If someone goes to the red house select a person $x$ that goes to the red house (there is $3$ options they are all the same), there is now two cases:
Select a person $y$ that goes to $x$'s house ($3$ ways) and now note that there are $3$ options for the remaining two vertices (one case is when no one goes to $y$'s house and the other $2$ ways are when one of them goes to $y$'s house), so $9$ cases total.

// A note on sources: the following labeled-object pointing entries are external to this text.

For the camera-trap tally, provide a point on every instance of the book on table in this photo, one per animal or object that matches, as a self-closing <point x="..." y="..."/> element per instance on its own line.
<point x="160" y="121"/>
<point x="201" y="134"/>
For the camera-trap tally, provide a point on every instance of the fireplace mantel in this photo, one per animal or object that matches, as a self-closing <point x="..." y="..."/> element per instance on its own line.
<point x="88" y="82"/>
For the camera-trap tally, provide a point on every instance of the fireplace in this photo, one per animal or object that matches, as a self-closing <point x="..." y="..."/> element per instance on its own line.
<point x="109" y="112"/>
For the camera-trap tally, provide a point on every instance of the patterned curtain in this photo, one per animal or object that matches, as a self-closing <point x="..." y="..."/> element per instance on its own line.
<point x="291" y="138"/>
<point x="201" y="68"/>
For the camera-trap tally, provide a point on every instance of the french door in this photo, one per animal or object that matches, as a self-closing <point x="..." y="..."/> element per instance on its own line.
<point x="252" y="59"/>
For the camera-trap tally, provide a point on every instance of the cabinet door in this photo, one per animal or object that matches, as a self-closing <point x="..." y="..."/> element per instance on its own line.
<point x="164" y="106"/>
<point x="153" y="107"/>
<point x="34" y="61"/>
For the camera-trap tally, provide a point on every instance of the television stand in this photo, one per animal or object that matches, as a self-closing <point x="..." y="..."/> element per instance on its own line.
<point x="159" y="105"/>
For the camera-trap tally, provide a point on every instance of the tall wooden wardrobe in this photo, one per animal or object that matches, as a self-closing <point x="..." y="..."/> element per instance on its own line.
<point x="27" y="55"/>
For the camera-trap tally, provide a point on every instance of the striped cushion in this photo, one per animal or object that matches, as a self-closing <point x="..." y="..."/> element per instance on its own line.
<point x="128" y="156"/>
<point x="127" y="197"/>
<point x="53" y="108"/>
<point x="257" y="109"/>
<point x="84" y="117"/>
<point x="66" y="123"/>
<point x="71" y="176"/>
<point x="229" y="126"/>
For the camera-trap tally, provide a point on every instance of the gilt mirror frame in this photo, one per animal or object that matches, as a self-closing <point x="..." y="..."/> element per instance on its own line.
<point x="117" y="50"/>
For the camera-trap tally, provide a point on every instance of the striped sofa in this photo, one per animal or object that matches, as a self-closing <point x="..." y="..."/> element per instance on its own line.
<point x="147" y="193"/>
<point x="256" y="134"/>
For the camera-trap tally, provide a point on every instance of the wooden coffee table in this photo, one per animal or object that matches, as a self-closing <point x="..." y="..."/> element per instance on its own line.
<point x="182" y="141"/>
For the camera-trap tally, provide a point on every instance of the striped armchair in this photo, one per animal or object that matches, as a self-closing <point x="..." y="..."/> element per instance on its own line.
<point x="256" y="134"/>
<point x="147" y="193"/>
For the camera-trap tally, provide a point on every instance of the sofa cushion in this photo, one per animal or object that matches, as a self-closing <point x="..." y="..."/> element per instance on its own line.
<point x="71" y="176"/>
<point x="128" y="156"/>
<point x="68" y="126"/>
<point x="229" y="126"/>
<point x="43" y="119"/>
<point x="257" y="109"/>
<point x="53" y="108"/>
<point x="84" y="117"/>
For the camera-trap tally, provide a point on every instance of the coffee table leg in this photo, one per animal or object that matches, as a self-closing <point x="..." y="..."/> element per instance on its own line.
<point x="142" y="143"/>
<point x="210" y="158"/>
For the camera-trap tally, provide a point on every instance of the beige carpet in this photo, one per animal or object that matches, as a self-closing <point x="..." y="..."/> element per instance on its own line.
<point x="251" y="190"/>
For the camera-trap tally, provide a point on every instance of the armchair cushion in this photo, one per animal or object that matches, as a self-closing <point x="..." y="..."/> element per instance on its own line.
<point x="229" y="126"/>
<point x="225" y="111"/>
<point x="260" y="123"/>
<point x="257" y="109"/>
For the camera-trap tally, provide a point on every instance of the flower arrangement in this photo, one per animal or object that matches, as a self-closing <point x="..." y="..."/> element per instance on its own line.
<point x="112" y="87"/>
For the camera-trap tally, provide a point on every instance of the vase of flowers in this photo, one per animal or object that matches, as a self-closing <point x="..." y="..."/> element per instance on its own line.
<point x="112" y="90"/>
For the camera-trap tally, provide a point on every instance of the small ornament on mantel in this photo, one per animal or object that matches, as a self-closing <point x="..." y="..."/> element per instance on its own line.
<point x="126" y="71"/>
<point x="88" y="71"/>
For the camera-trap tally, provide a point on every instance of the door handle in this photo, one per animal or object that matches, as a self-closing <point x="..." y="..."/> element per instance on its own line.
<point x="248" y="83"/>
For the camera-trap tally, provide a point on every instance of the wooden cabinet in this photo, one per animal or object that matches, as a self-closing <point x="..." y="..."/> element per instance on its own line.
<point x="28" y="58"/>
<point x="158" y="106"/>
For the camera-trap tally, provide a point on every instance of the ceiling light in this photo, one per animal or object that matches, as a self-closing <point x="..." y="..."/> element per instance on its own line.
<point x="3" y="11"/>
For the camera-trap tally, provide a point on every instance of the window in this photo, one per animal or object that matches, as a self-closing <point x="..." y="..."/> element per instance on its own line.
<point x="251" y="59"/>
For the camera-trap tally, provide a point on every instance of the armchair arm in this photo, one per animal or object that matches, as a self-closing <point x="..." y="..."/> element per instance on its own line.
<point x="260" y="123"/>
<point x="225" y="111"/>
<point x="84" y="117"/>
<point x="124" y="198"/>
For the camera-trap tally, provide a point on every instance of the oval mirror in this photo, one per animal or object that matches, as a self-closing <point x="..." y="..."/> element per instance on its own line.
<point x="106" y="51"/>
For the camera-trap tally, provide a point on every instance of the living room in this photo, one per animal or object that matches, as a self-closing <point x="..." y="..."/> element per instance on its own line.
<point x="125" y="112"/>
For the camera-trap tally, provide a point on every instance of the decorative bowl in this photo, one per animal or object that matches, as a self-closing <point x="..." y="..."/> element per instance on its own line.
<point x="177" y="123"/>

if no one goes to $x$'s house, draw the graph for this case and note it is just another derrangement with $3$ vertices so we get $2$ cases.
Hence the answer is $9 + 3(2 + 9) = 42$.
On
Lets think using a simple way such as P.I.E:
-We know that all placements without restriction is $P(5,4)=120$
Now , we must subtract the cases where $A$ or $B$ or $C$ or $D$ are their own houses such that $$|A|+|B|+|C|+|D|-[|A \cap B|+|A \cap C|+ |A \cap D|+|B \cap C| + |B \cap D| + |C \cap D|] + [|A \cap B \cap C|+|A \cap B \cap D|]+|A \cap C \cap D|+|B \cap C \cap D| - |A \cap B \cap C \cap D|$$ where
$|A|=2 \times 4! , |B|=4! ,|C|=4! , |D|=4! ,|A \cap B|=|A \cap C|= |A \cap D|=2 \times 3!,|B \cap C| = |B \cap D| = |C \cap D|=3! ,|A \cap B \cap C|=|A \cap B \cap D|=|A \cap C \cap D|=4 ,|B \cap C \cap D|=2 ,|A \cap B \cap C \cap D|=2 $
Then $$P(5,4) -(5 \times 4!)+(9 \times 3!) -(14)+2=42$$
Let there be five people $A,B,C,D,E$, each owning only one house. We want the count of derangements in which $A$ doesn't go to $E$'s house.
Among the total $D_5=44$ derangements, $A$ is equally likely to go to $B,C,D,E$'s houses. So $A$ does not go to $E$'s house in $\dfrac{1}{4}D_5$ ways.
Number of ways $= D_5 - \dfrac{1}{4}D_5 = 33$
It is okay for $E$ to go to $A$'s house; it means only one of $A$'s two houses is occupied.
But to this, we need to add the case when $E$ goes to his own house and others go to different houses, since this is allowed. This is just $D_4=9$.
Hence final answer is $\boxed{33+9=42}$.